"I read once about a skelington at a feast that rattled his dry bones every time folks there started in to enjoy themselves," said the Cap'n, after he watched the scowling Colonel out of sight. "For the last two weeks, Louada Murilla, it don't seem as if I've smacked you or you've smacked me but when I've jibed my head I've seen that ga'nt brother-in-law o' mine standing off to one side sourer'n a home-made cucumber pickle."
"It's aggravatin' for you, I know it is," she faltered. "But I've been thinkin' that perhaps he'd get more reconciled as the time goes on."
"Reconciled?" snapped the Cap'n, a little of the pepper in his nature coming to the surface. "If it was any one but you little woman, that talked about me as though I was death or an amputated leg in this family, I'd get hot under the collar. But I tell ye, we ain't got many years left to love each other in. We started pritty late. We can't afford to waste any time. And we can't afford to have the edge taken off by that Chinese image standin' around and makin' faces. I've been thinkin' of tellin' him so. But the trouble is with me that when I git to arguin' with a man I'm apt to forgit that I ain't on shipboard and talkin' to a tar-heel."

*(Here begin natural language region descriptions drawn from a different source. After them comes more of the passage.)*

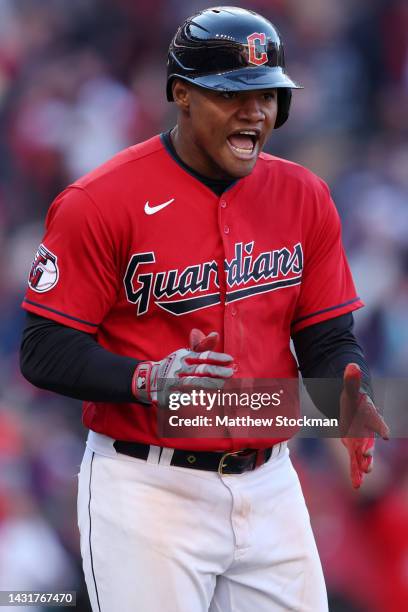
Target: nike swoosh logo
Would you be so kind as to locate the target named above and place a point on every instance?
(151, 210)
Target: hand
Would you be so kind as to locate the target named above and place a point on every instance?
(359, 422)
(198, 366)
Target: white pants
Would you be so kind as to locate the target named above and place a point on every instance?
(158, 538)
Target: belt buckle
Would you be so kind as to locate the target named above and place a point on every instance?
(221, 464)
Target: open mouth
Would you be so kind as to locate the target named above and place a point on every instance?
(244, 143)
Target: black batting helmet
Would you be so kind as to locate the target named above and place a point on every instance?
(227, 48)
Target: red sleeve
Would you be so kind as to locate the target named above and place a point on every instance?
(327, 288)
(73, 279)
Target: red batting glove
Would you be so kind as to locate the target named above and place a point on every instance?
(360, 421)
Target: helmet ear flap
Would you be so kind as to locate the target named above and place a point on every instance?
(284, 99)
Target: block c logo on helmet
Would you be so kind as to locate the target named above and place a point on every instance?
(254, 57)
(44, 271)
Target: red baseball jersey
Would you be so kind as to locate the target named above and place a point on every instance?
(140, 251)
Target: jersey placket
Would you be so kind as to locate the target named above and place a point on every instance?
(231, 315)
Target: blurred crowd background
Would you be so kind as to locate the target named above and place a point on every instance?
(82, 79)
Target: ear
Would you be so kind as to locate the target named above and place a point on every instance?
(181, 94)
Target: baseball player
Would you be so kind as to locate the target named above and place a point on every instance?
(194, 257)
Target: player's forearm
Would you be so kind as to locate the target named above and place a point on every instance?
(72, 363)
(323, 351)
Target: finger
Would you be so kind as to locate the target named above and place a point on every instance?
(352, 380)
(355, 472)
(374, 422)
(205, 369)
(201, 382)
(200, 342)
(208, 357)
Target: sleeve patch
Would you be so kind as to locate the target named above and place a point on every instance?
(44, 272)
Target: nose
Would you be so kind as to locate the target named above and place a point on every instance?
(251, 108)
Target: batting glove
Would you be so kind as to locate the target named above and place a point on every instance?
(359, 422)
(198, 366)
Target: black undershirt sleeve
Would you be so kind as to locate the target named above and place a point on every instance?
(72, 363)
(323, 351)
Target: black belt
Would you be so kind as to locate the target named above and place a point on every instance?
(222, 462)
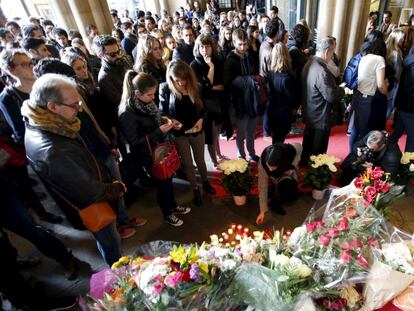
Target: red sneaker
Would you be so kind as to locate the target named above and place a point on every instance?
(135, 222)
(126, 232)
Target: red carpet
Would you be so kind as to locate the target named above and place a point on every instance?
(338, 146)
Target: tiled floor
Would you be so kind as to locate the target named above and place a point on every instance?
(214, 216)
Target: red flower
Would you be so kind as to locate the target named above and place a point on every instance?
(359, 183)
(333, 232)
(381, 186)
(377, 173)
(346, 246)
(362, 261)
(370, 194)
(324, 240)
(345, 256)
(343, 224)
(356, 243)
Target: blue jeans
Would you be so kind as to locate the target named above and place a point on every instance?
(404, 121)
(113, 168)
(15, 217)
(109, 243)
(246, 130)
(165, 196)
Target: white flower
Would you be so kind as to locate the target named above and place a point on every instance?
(230, 166)
(281, 260)
(303, 270)
(407, 157)
(296, 236)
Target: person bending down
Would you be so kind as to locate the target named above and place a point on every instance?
(278, 178)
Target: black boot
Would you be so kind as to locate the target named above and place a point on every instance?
(208, 188)
(197, 197)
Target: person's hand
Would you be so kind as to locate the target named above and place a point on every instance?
(367, 165)
(115, 153)
(260, 218)
(198, 126)
(165, 128)
(176, 124)
(208, 61)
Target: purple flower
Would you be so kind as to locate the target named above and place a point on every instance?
(195, 274)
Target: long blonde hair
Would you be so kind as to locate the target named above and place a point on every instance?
(395, 42)
(145, 45)
(179, 69)
(281, 60)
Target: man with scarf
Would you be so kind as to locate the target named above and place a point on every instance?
(277, 177)
(61, 158)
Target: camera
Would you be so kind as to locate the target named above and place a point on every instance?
(366, 155)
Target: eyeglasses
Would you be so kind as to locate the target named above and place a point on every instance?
(24, 65)
(76, 105)
(114, 54)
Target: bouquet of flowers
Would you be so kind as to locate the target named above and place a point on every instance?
(237, 179)
(322, 169)
(406, 171)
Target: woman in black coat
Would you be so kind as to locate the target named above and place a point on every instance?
(282, 93)
(208, 69)
(143, 128)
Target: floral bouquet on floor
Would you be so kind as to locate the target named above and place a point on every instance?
(237, 179)
(376, 188)
(406, 171)
(323, 167)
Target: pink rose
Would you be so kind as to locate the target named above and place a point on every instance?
(370, 194)
(356, 243)
(343, 224)
(381, 186)
(377, 173)
(345, 256)
(359, 183)
(333, 232)
(324, 240)
(362, 261)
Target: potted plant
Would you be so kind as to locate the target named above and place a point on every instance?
(320, 175)
(237, 179)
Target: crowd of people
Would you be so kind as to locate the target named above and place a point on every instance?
(85, 113)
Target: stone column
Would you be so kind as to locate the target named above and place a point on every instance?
(63, 14)
(101, 15)
(325, 18)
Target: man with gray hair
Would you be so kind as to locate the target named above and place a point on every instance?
(375, 149)
(62, 159)
(321, 97)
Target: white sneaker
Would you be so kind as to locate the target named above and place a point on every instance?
(173, 220)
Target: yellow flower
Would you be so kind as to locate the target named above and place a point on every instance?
(123, 261)
(203, 266)
(178, 254)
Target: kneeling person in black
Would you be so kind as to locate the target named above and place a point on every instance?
(278, 164)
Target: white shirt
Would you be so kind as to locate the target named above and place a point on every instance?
(367, 73)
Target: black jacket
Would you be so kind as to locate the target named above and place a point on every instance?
(135, 126)
(404, 100)
(173, 107)
(184, 52)
(67, 165)
(111, 79)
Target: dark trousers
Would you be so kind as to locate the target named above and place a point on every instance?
(315, 141)
(19, 176)
(16, 218)
(404, 121)
(165, 196)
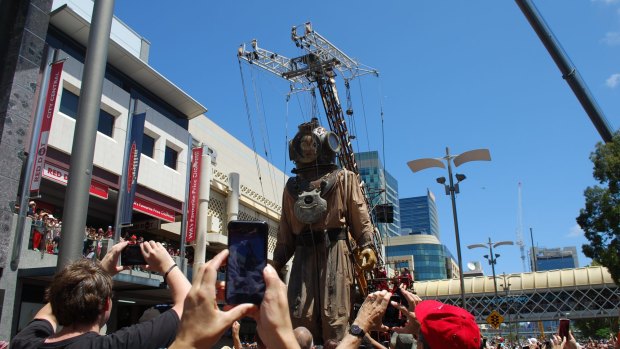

He surveyed his brown fists with a certain apprehensiveness, as though they were dangerous parties over whom he had no control.
"I should dretfully hate to have anything come up between you and Gideon, Cap'n," she faltered, a frightened look in her brown eyes. "It wouldn't settle anything to have trouble. But you've been about so much and seen human nature so much that it seems as though you could handle him different than with—with—"
"Poundin' him, eh?" Smiles broke over the skipper's face. "See how I'm softened, little woman!" he cried. "Time was when I would have chased a man that made faces at me as he done just now, and I'd have pegged him into the ground. But love has done a lot for me in makin' me decent. If I keep on, I'll forgit I've got two fists—and that's something for a shipmaster to say, now, I'll tell ye! A man has got to git into love himself to know how it feels."
Sudden reflection illuminated his face.
"Ain't old pickalilly—that brother of yourn—ever been in love?" he asked.
"Why—why," she stammered, "he's been in—well, sometimes now I think perhaps it ain't love, knowin' what I do now—but he's been engaged to Pharlina Pike goin' on fifteen years. And he's been showin' her attentions longer'n that. But since I've met you and found out how folks don't usually wait so long if they—they're in love—well, I've—"
"Fifteen years!" he snorted. "What is he waitin' for—for her to grow up?"